Control screening used X-gal and IPTG to determine if β-galactosidase activity. The newly mutated pEK-154 cells are screened for alkaline phosphatase activity. This helps screen for β-galatosidase enzyme in E. Coli is a Lac Z gene that codes for this enzyme. This enzyme is useful because it breaks the lactose into galactose and glucose.

A Lac operon contains an operator and a promoter, which binds RNA-polymerase that starts transcription for the Lac I gene for I protein which can only bind to operator or lactose, but not both.

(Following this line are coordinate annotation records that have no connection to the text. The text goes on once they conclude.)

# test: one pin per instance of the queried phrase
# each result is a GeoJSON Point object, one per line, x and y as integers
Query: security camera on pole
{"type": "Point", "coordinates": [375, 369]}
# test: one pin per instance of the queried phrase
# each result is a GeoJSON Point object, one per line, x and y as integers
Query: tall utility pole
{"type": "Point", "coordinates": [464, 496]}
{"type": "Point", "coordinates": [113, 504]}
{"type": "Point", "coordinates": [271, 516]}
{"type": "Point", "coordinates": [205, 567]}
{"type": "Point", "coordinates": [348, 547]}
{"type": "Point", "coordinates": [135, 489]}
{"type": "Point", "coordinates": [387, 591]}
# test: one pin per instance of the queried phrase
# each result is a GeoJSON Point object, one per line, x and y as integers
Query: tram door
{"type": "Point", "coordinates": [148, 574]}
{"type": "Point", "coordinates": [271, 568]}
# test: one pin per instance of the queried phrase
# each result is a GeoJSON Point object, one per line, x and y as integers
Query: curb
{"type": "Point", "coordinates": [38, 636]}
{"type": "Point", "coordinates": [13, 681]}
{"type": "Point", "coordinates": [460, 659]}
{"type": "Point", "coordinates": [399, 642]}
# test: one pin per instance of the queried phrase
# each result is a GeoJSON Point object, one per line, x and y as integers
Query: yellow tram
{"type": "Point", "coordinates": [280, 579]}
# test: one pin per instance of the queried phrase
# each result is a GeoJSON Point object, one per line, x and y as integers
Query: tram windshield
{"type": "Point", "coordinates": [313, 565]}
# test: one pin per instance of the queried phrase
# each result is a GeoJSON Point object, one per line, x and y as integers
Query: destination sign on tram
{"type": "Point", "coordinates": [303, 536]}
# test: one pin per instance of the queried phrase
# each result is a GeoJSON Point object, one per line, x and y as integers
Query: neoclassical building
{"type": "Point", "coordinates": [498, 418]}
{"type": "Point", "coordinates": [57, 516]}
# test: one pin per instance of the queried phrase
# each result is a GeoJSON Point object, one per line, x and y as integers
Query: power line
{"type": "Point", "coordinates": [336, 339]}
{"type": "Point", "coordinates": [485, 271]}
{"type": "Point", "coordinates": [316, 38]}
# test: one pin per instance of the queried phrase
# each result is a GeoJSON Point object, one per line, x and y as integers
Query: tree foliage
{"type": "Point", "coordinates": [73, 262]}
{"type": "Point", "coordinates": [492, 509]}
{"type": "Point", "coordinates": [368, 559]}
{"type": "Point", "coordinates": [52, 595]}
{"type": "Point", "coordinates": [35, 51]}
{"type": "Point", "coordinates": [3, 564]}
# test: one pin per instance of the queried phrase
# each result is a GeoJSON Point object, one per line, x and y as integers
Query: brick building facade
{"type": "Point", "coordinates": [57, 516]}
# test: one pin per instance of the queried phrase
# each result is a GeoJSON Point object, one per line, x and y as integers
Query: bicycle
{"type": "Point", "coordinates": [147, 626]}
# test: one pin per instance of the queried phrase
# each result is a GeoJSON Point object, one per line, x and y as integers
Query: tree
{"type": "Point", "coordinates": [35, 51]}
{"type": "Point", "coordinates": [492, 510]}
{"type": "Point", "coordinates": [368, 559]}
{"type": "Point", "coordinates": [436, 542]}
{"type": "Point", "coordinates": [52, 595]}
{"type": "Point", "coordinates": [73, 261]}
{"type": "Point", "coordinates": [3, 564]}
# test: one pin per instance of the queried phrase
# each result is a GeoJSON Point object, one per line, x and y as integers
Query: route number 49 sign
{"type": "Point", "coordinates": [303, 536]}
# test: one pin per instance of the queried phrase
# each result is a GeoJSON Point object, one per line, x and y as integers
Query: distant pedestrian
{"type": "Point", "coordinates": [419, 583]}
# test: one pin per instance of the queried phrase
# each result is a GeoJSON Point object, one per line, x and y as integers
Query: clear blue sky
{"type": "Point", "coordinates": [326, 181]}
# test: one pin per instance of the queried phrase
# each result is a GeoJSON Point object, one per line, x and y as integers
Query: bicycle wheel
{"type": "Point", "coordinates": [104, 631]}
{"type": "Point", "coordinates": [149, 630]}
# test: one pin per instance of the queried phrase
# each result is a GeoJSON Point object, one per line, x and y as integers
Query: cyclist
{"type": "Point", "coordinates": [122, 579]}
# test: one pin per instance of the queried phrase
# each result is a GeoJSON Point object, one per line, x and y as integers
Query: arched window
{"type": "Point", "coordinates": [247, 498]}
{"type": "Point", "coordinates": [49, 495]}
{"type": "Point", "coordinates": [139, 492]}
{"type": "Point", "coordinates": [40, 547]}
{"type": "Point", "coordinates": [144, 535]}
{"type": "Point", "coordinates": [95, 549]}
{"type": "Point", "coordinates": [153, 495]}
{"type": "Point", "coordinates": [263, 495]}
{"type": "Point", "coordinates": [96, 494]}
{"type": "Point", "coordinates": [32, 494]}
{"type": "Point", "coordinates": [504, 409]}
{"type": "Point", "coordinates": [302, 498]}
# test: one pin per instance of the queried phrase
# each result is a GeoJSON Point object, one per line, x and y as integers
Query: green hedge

When I protein is bound to lactose, in this case Isopropyl-1-β-D-galactopyranoside (IPTG) which mimics the structure of lactoase allowing RNA-polymerase to bind to the promoter to produce β-galactosidase. 5-bromo-4-chloro-3-indolyl-β-D-galactopyranoside (X-gal), which is a substrate that cleaves galactose in β-galactosidase to produce a blue color. If no β-galactosidase is present they turn white on the agar plates. This determines if the cells contain the mutated CAA codon for glutamine instead of the stop codon TAA of the unmutated protein.

5-bromo-4-chloro-3-indolylphosphate (BCIP) is used to determine if alkaline phosphatase is present. BCIP like X-gal is a substrate that cleaves the phosphate group off of alkaline phosphatase producing a blue color.